Los Angeles’ long-standing connections to Asia have made it Ground Zero for a movement against the consumption of dog meat overseas.

As protesters recently decried the practice (see our video, above), a Malibu-based filmmaker prepared to be a part of a lawsuit against the Humane Society of the United States and Humane Society International for allegedly failing to follow through with a promise to support his documentary on dog-meat consumption in Asia.

“This movie, Eating Happiness, is the most powerful weapon to let people know the truth about the dog-meat trade in Asia,” filmmaker Hiroshi Horiike told us. “HSUS [Humane Society of the United States] agreed to help me publicize the cruel abuse of dogs in some Asian countries, then did not do what they promised. It has brought irreparable damage to my ability to promote the movie’s message.”

The practice has received increasing press in recent years, with The Guardian publishing “How Eating Dog Became Big Business in Vietnam” in 2013, and this year’s widespread coverage of the International Human Society’s claim that it had persuaded a dog rancher in South Korea to farm blueberries instead — a claim some media now question.

We reached out to the Humane Society in an effort to allow it to respond regarding the Eating Happinessdispute, but we did not get a statement.

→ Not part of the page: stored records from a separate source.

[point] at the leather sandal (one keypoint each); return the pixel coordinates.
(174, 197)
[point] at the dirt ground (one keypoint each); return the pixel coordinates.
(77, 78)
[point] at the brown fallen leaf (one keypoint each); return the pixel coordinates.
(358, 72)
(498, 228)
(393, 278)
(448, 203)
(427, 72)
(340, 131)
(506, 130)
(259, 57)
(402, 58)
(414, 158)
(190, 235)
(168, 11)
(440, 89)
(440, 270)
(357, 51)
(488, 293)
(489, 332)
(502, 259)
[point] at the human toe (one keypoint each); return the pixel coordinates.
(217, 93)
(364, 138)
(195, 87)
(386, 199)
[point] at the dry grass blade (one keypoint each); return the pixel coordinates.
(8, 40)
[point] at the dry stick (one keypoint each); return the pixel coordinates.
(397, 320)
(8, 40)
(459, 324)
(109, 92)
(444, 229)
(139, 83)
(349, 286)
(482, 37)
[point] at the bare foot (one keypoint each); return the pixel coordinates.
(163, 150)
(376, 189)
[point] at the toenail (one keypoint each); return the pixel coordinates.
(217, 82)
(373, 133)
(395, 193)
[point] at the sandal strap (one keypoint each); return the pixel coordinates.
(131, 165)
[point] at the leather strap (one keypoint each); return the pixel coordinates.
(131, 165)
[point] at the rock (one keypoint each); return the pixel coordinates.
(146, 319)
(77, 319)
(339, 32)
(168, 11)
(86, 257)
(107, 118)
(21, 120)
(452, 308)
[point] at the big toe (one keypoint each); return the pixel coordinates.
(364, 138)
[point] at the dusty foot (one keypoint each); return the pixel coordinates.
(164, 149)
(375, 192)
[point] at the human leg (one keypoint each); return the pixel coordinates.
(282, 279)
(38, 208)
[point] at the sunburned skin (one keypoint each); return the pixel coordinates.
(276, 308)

To be fair, there are folks who say Americans’ disdain for dog meat is ethnocentric: We eat mammals that others consider sacred, including cow, so who are we to dictate the ethics of protein? In fact, few states have a law that expressly forbids the killing and eating of cats or dogs, and in California it’s only a misdemeanor, as explained in state penal code 598b.

Attorney David W. Macey represents the producer of the film, World Dog Alliance. He recently fired off a threatening letter to the Humane Society arguing that it entered into an agreement in August to launch a global publicity campaign for the documentary and to promote legislation that bans dog-meat consumption in the United States.

He claimed that World Dog Alliance donated $500,000 to the Humane Society up front as part of the agreement, but that the society has not done its part.

“If they did any promotion as promised in the agreement, you can imagine how many people would have known about the movie and the cause to end the dog-meat trade worldwide,” Horiike said.